Tablo 3.9: Eğilme mafsalı hasar sınır kriterleri Nokta Beton Birim Şekil Değiştirme ε

c

Çelik Birim Şekil Değiştirme εs

B Akma dayanımı ve eğilme rijitliği belirler MN (εcu)MN =0.0035 (εs)MN =0.01 GV (εcg)GV =0.0035+0.010⋅(ρsm)≤0.0135 (εs)GV =0.04 GC (εcg)GC=0.0040+0.014⋅(ρsm)≤0.0180 (εs)GC=0.06 C-D (εcg)C =0.03 (εs)C =0.5⋅εsu

E (εcg)D=0.04 (εs)Dsu

Burada verilen; εc: beton birim şekil değiştirme değeri, εcu: en dış beton lifi başınç birim şekil değiştirmesi, εcg: en dış çekirdek lifi başınç birim şekil değiştirmesi, ρs: kesitte mevcut bulunana enine donatı hacimsel oranı, ρsm: kesitte DBYBHY-2007’ye göre bulunması gerekli enine donatı hacimsel oranı, εs: çelik birim şekil değiştirme değeri, εsu: nihai çelik birim şekil değiştirme değerini ifade etmektedir.

Moment mafsallarına ek olarak, kolon ve kirişlerde kesme mafsalları da tanımlanmıştır. Moment mafsallarından farklı olarak, kesme mafsallarında herhangi bir süneklik hesaplanmamış, elemanların kesme kapasitelerine ulaşır ulaşmaz göçme konumuna ulaştığı varsayılmıştır. Kesme kapasiteleri TS500’e (2000) göre hesaplanmıştır.

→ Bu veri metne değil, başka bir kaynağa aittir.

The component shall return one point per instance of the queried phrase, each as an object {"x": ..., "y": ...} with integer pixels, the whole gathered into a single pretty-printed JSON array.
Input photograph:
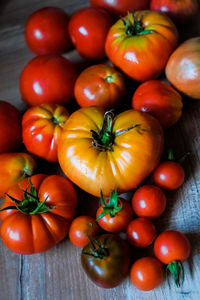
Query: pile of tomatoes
[{"x": 102, "y": 153}]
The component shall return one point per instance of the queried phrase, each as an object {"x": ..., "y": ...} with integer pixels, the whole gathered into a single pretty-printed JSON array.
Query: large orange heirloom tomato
[
  {"x": 99, "y": 152},
  {"x": 36, "y": 213},
  {"x": 141, "y": 43}
]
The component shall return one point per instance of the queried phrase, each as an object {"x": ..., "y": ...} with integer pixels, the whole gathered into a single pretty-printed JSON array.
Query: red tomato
[
  {"x": 100, "y": 85},
  {"x": 149, "y": 201},
  {"x": 169, "y": 175},
  {"x": 160, "y": 100},
  {"x": 35, "y": 227},
  {"x": 141, "y": 232},
  {"x": 41, "y": 129},
  {"x": 147, "y": 273},
  {"x": 10, "y": 125},
  {"x": 82, "y": 229},
  {"x": 88, "y": 28},
  {"x": 46, "y": 31},
  {"x": 48, "y": 79}
]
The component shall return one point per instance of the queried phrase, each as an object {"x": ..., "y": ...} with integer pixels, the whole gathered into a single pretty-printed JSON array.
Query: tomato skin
[
  {"x": 46, "y": 31},
  {"x": 137, "y": 55},
  {"x": 169, "y": 175},
  {"x": 29, "y": 234},
  {"x": 10, "y": 124},
  {"x": 100, "y": 85},
  {"x": 88, "y": 28},
  {"x": 160, "y": 100},
  {"x": 48, "y": 79},
  {"x": 41, "y": 129},
  {"x": 172, "y": 245},
  {"x": 81, "y": 228},
  {"x": 149, "y": 201},
  {"x": 147, "y": 273}
]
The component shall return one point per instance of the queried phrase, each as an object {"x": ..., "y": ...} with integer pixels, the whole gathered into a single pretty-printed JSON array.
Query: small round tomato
[
  {"x": 149, "y": 201},
  {"x": 100, "y": 85},
  {"x": 169, "y": 175},
  {"x": 41, "y": 129},
  {"x": 10, "y": 125},
  {"x": 46, "y": 31},
  {"x": 141, "y": 232},
  {"x": 48, "y": 79},
  {"x": 160, "y": 100},
  {"x": 147, "y": 273},
  {"x": 82, "y": 229},
  {"x": 88, "y": 28}
]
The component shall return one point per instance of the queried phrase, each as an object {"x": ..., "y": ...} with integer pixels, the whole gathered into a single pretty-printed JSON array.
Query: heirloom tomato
[
  {"x": 141, "y": 43},
  {"x": 36, "y": 213},
  {"x": 98, "y": 151},
  {"x": 41, "y": 129}
]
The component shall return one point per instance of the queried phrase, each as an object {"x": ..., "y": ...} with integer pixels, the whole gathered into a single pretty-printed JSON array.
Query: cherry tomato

Birçok diğer doğrusal olmayan analiz ile ilgili çalışmanın aksine analizlerde eleman göçmesi ile yeniden dağılım dikkate alınmaktadır. Elemanlarda dayanım kaybı veya göçme durumunda elemanın taşıdığı yükün kaldırılması ve diğer elemanlara aktarılması işlemi analizlerde önemli ölçüde yakınsama problemlerine yol açmaktadır. Özellikle çok katlı modellerde saatlerce beklendikten sonra yakınsama

problemleri nedeniyle analizler yarım kalmakta ve farklı ayarlarla tekrar yapılması gerekmektedir. Bu sebeple çalışmanın çok önemli bir süresi analizlerin tekrar tekrar yapılmasına ayrılmıştır.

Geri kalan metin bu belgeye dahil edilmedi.